Standing before a crowd of about 100 at a fundraiser at The Dorrance bar and restaurant in downtown Providence a couple of weeks ago, Planned Parenthood president Cecile Richards left little doubt about her organization's top political priority in Rhode Island.

"David Cicilline, our good friend in Congress, is running for re-election," she said, "and we've got to get him re-elected."

The assembled applauded, but it was a bit of an awkward moment: Congressman Cicilline's opponent in the Democratic primary this fall, businessman Anthony Gemma, was standing just a few feet away.

The challenger, though, had to know what he was getting into when he walked through The Dorrance's heavy, revolving doors.

Cicilline, facing the political fight of his life, is doing all he can to harness outrage over the Republican Party's so-called "war on women" — the push to defund Planned Parenthood, the failure to reauthorize the Violence Against Women Act, the opposition to the Paycheck Fairness Act.

And little wonder.

In a May poll commissioned by WPRI-TV that gave Cicilline a small lead on Gemma in the primary, it was women who put him over the top. And in an earlier WPRI poll that had Cicilline 15 points behind GOP candidate Brendan Doherty in a general election match-up, it was women who kept him within striking distance.

The math, for the incumbent, is pretty clear: win women by a significant margin and he probably returns to Congress. Fail and he almost certainly goes home.


TRUST VS. DEMOGRAPHICS

That a Democratic incumbent in a deep blue state would face such a stark challenge is still a little stunning. But Cicilline, of course, has committed one of the great sins of modern American politics: shaking the voters' trust.

The story, by now, is a familiar one.

Cicilline was serving as mayor of Providence when he launched his first Congressional bid in 2010. And he famously said the city was in "excellent" fiscal condition during the campaign.

After the election, when his City Hall successor Angel Taveras declared a "Category 5 hurricane" on the capital's books, the freshman Congressman's approval ratings went kablooey.

His early attempts to push back against the story, followed by a belated not-quite-apology tour, have done little to restore his reputation.
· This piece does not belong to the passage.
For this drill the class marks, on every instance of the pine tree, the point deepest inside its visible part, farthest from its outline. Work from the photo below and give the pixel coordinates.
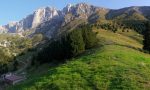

And that means Cicilline's re-election strategy has more or less boiled down to this: smother the trust problem with an appeal to a few key demographics.

He has to turn out Latinos, who became a much bigger factor in the race after Cicilline grabbed the south side of Providence during a contentious redistricting fight this winter. And he has to turn out young voters, who favored him over Doherty by almost 20 points in that otherwise dismal WPRI survey.

Both groups are notoriously difficult to get to the polls, though. And that makes women, who consistently make up more than half the Rhode Island electorate, Cicilline's most important target. The Congressman, facing a pair of pro-life opponents, is courting them assiduously.